Ах, вот как бы Зинка моя, его бы тогда услышала, да прониклась речами его мудрыми. Лет пять мы с ней жили в браке священном, ребеночек у нас родился, радость моя светлая, Егоркой назвали. Но Зинка эта смирения не знала, все ей было не так и не эдак. То пьянки моей ей противны были, то работа моя плотническая ей казалась чем-то несолидным. Ушла она от меня и Егорку забрала. Живет теперь в грехе с хахалем своим. И ребенка они тоже греховного завели, без брака перед ликом Господа.
Одна у меня радость в жизни осталась. Свидания наши с Егоркой нечастые. Звонит он мне сегодня, счастье невиданное, и просит купить тетрадку. Тетрадку, мол, хочу, говорит от тебя иметь, все мне уже к школе купили, а я от тебя хочу, грамоту там писать буду. Блажь, конечно, но как такому откажешь?
И вот стою я посредине магазина, тетрадку для счастья моего выбираю. И эта не подходит и та. Да и найти их с трудом можно. И чувствую я, что от радости великой мысли мои путаются. Достаю я образок, который теперь постоянно с собой ношу и почести Богу нашему твержу денно и ношно.
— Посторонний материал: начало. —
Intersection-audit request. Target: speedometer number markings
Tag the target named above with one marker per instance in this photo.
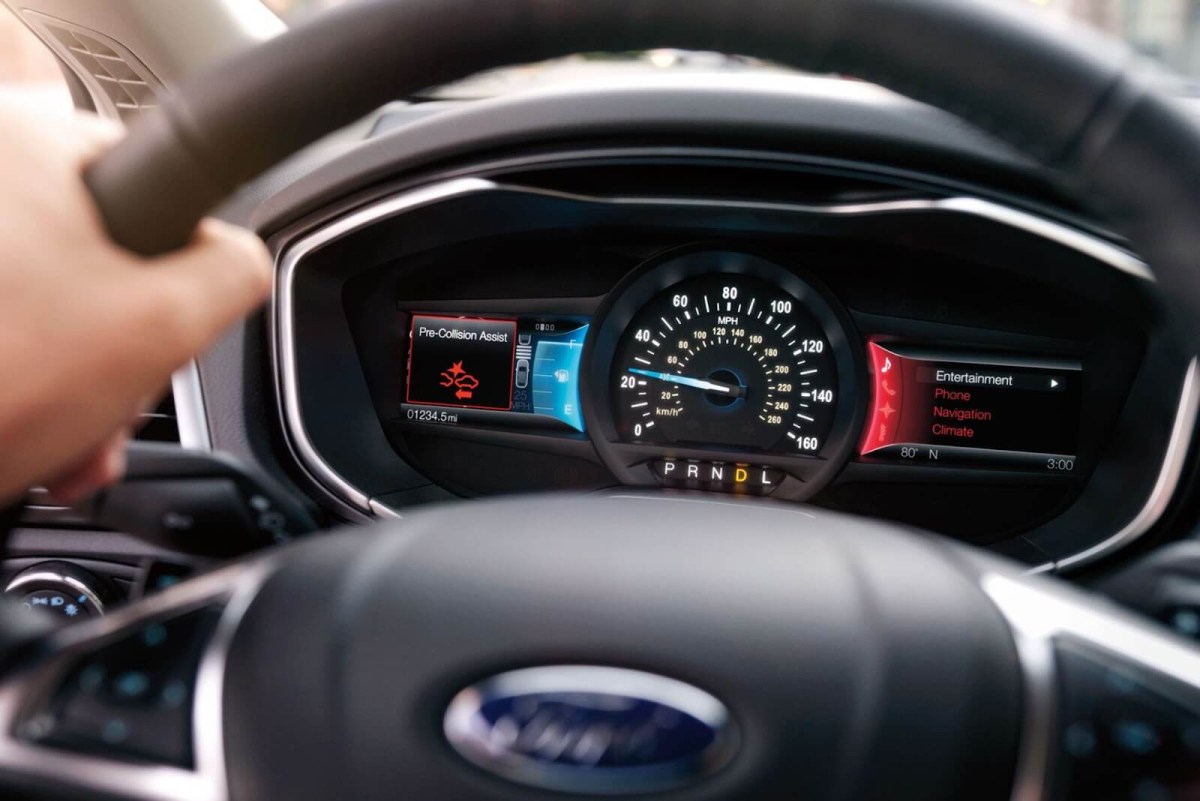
(731, 361)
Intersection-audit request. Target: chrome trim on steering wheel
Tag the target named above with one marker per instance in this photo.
(1037, 613)
(235, 588)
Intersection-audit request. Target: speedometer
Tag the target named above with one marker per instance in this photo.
(726, 360)
(723, 371)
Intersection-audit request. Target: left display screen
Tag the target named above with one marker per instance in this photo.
(510, 372)
(462, 362)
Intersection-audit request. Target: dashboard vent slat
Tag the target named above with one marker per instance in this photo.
(119, 83)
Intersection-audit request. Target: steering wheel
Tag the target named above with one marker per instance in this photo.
(628, 644)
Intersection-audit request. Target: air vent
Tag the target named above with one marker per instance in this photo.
(119, 83)
(161, 425)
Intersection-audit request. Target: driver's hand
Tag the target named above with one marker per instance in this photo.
(90, 332)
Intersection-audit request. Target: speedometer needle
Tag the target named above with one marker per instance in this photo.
(731, 390)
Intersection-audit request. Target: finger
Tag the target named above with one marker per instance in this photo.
(102, 468)
(222, 276)
(94, 136)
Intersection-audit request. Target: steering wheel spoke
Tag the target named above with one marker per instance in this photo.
(1113, 704)
(130, 705)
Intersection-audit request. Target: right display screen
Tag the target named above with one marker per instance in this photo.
(933, 408)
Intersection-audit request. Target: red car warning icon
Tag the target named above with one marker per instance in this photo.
(459, 379)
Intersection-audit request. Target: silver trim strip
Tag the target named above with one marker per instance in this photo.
(283, 324)
(293, 253)
(1164, 486)
(191, 415)
(235, 586)
(1037, 613)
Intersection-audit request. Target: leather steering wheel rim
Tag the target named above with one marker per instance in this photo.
(1059, 94)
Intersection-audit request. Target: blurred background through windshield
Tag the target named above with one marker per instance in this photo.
(1164, 31)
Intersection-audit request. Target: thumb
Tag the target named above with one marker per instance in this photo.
(221, 276)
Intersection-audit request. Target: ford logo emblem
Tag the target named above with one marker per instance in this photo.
(591, 729)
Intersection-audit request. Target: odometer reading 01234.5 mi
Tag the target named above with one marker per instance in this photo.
(730, 361)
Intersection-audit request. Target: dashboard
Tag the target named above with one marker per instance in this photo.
(748, 324)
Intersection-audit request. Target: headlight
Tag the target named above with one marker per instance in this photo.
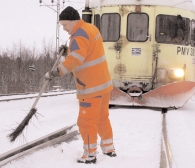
(176, 73)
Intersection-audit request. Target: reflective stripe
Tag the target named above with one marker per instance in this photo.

Скорее-скорее к Егорке.
Деньги. Проклятые, греховные деньги. Нет у меня их. Бумажка какая-то в кармане. Но это не оно. За ту тетрадку надобно расплатиться. Рыщу по карманам. Нет. Не видать мне радости на лице Егорки, не видать мне больше никогда света наземного, Бога нашего лика.
Смилуйся, Вседержитель, ниспошли на раба твоего чудо. Достаю образок, воздаю молитву. О Господи, прости сомнения мгновенные в твоей милости и милосердии. Чудо, чудо. Бумажка та самым расчудесным образом превращается в презренные купюры. Спасибо тебе, Господи.